Das Rezept probt man noch etwas herum, aber grob aber steht fest: Man nehme hunderte Milliarden, werfe ein paar Nachschuldner in den Topf, schütte zuckersüße Worte und ein paar Drohungen hinzu. Dann hebelt man einen Multiplikator unter und verquirlt alles mit guten Absichten und Nebelkerzen. Garniert werden die Gläser mit Rettungsschirmchen.

Das heizt ein wie eine gute Feuerzangenbowle. Sollte die Schüssel dabei explodieren, gibt es ein Feuerwerk wie bei der Geburt des Euro. Leider war die Feier schnell vorbei. Eine Dekade später steht fest, dass der Euro wohl nur der Export – und vor allem der Finanzindustrie geholfen hat. Ach, vielleicht geht es gar nicht um den Euro?
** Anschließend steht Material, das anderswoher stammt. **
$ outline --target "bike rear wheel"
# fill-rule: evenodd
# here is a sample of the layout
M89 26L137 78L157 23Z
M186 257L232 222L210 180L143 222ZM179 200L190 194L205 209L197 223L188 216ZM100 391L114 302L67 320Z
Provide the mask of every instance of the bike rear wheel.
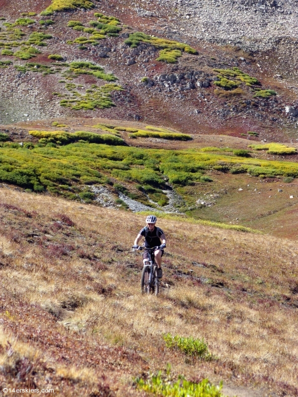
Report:
M157 266L154 266L154 293L155 296L159 292L159 280L157 278Z
M142 272L141 278L141 292L142 294L150 293L150 286L149 285L149 266L144 266Z

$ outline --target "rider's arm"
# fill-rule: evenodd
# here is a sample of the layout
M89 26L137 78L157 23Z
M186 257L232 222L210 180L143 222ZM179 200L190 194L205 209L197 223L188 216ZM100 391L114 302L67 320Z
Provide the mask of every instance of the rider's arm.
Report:
M134 245L139 245L139 243L140 242L140 240L142 239L142 237L143 237L143 236L142 235L142 234L139 234L138 235L138 236L137 236L137 238L135 240Z
M160 239L161 240L162 244L166 244L166 240L165 238L165 235L164 234L162 234L161 236L160 236Z

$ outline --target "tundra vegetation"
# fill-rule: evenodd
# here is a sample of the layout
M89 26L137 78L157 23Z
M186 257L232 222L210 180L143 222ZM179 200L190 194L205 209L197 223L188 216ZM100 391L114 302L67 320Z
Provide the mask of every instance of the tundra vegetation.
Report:
M297 394L295 242L160 218L163 283L144 300L130 248L144 215L0 191L7 387L221 397L222 380ZM212 359L192 355L203 339Z
M151 187L150 193L165 205L167 200L162 190L166 182L177 188L211 182L212 178L206 175L210 170L262 177L298 176L297 163L254 158L243 150L205 147L173 151L128 147L117 136L115 126L96 127L103 132L107 130L116 133L34 131L30 133L39 139L37 143L21 146L17 142L0 142L0 179L35 192L48 190L77 199L78 185L113 185L112 178L135 186L143 198Z
M50 15L54 12L74 10L78 8L90 9L94 6L94 3L88 0L53 0L51 5L41 12L40 15Z
M154 36L145 34L142 32L131 33L125 42L132 48L138 47L140 43L151 44L156 48L160 49L156 61L170 64L177 62L177 59L182 56L182 51L192 54L197 54L197 51L188 44L155 37Z

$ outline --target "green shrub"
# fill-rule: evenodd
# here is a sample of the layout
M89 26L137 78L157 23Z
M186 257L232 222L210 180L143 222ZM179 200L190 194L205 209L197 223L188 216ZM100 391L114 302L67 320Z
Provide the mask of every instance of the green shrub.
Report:
M63 57L62 55L59 55L58 54L51 54L48 57L49 59L53 59L54 61L63 61Z
M73 28L74 30L76 30L77 32L83 32L85 30L85 28L83 26L81 26L79 25L77 25L74 26Z
M226 90L230 90L232 88L235 88L238 87L239 83L232 80L229 80L225 77L221 77L219 81L214 82L215 85L219 87L221 87L222 88L224 88Z
M250 135L251 136L259 136L259 132L256 132L254 131L247 131L247 133L248 135Z
M175 64L179 57L182 56L182 53L180 50L170 50L165 48L159 51L159 54L156 61L165 62L166 64Z
M235 77L236 80L240 80L245 83L246 85L250 86L253 85L260 84L260 82L255 77L252 77L249 74L244 73L236 67L233 67L232 69L214 69L213 70L214 71L220 73L218 75L220 81L215 81L214 84L225 89L230 89L231 88L233 88L233 87L237 86L239 85L237 84L237 86L234 85L233 87L231 87L230 86L232 84L230 81L233 80L228 80L226 77ZM236 84L235 81L233 82Z
M187 355L205 360L210 360L212 357L204 339L183 337L178 335L173 336L170 333L163 335L163 337L166 346L169 349L180 350Z
M86 94L83 95L74 91L75 84L72 84L70 88L69 86L70 83L66 85L67 88L72 92L73 96L67 95L65 99L61 101L60 105L71 107L74 110L94 110L95 109L104 109L114 106L110 93L112 91L122 91L123 89L121 86L115 84L106 84L101 87L92 84L91 89L86 90Z
M130 135L141 136L143 138L161 138L164 139L173 139L174 140L190 140L192 138L190 135L183 133L175 133L174 132L161 132L153 131L145 131L142 130L138 131Z
M247 166L235 164L229 169L231 174L245 174L247 172Z
M81 192L78 194L79 196L83 200L94 200L95 198L95 195L91 192Z
M185 51L189 54L196 54L197 51L188 44L177 41L161 39L153 36L145 34L142 32L135 32L129 35L125 43L134 48L140 43L148 43L156 48L160 49L159 57L156 61L162 61L168 63L174 63L177 59L181 56L181 52Z
M239 157L250 157L249 150L245 150L244 149L237 149L233 150L233 153L235 156Z
M291 183L293 182L294 180L294 178L293 177L286 177L284 178L284 182L286 183Z
M54 12L52 11L42 11L40 15L42 16L48 16L48 15L52 15Z
M13 51L11 50L2 50L1 51L1 55L13 55Z
M14 53L13 55L19 59L27 61L36 57L37 54L41 54L41 52L33 47L22 46L19 50Z
M255 150L267 150L270 154L296 154L297 149L295 147L289 147L282 143L266 143L265 144L249 145Z
M66 145L79 140L89 142L90 143L105 143L107 145L124 145L124 141L118 136L107 134L99 134L86 131L77 131L73 133L65 131L32 131L29 133L32 136L43 139L41 143L53 143ZM60 142L60 143L59 143Z
M11 61L0 61L0 69L4 69L11 65L12 65Z
M75 78L80 74L93 74L97 78L100 78L106 81L115 81L118 80L114 74L105 73L103 67L92 62L72 62L70 64L69 70L63 73L63 75L72 78Z
M27 26L32 23L35 23L36 21L34 19L30 19L30 18L18 18L14 24L14 26Z
M42 26L48 26L49 25L54 25L54 23L55 21L53 21L52 19L46 19L45 21L42 19L42 20L39 21L39 24Z
M247 169L247 172L251 175L258 177L260 175L264 175L268 177L277 176L280 174L280 172L274 168L267 167L252 166Z
M34 16L35 15L37 15L37 14L36 12L30 11L29 12L21 12L21 15L22 16Z
M94 6L93 3L88 0L52 0L51 5L40 14L50 15L54 11L69 11L78 8L90 9Z
M210 177L205 176L203 175L202 177L200 177L200 180L202 181L203 182L213 182L213 179Z
M231 96L238 96L238 95L243 95L245 93L245 92L239 87L237 88L235 88L231 91L225 91L224 90L214 90L214 93L216 95L218 95L220 98L228 98Z
M67 24L67 26L70 28L73 28L74 26L83 26L83 24L79 21L69 21Z
M0 142L6 142L7 140L10 140L9 135L4 132L0 132Z
M164 397L224 397L221 391L223 387L215 386L210 383L208 379L203 379L199 383L187 381L183 376L173 383L164 380L160 371L156 376L151 375L146 380L135 379L137 386L150 395Z
M274 90L261 90L260 88L255 88L255 93L254 97L269 98L272 95L276 95L276 92Z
Rettungsschirme mit Schlag – und Feuerkraft klingen nach militärischem Einsatz mit viel Munition. Wie viel davon braucht man? Auf wen wird gefeuert? Wer liefert die Munition? Schauen Sie ruhig mal in den Spiegel. Eine Billion Euro müsste es schon sein. Das ist eine Zahl mit zwölf Nullen. Noch mehr Nullen beschäftigen sich unterdessen mit der Nachbesserung europäischer Politik ohne die Bürger.

Ach, und was ist das? Im fernen Brüssel will man künftig auch schlechte Ratings verbieten, später vielleicht auch gleich noch sämtliche schlechten Nachrichten. Dabei hätten sich die Eurokraten doch besser weiterhin um die Einführung von geraden Bananen kümmern sollen. Das wäre billiger geworden als ihr derzeitiger Plan. Doch die hohen Leute fühlen sich zu Höherem berufen, höher noch als das ausbleibende Feuerwerk am Wochenende auf dem x-ten Rettungsgipfel.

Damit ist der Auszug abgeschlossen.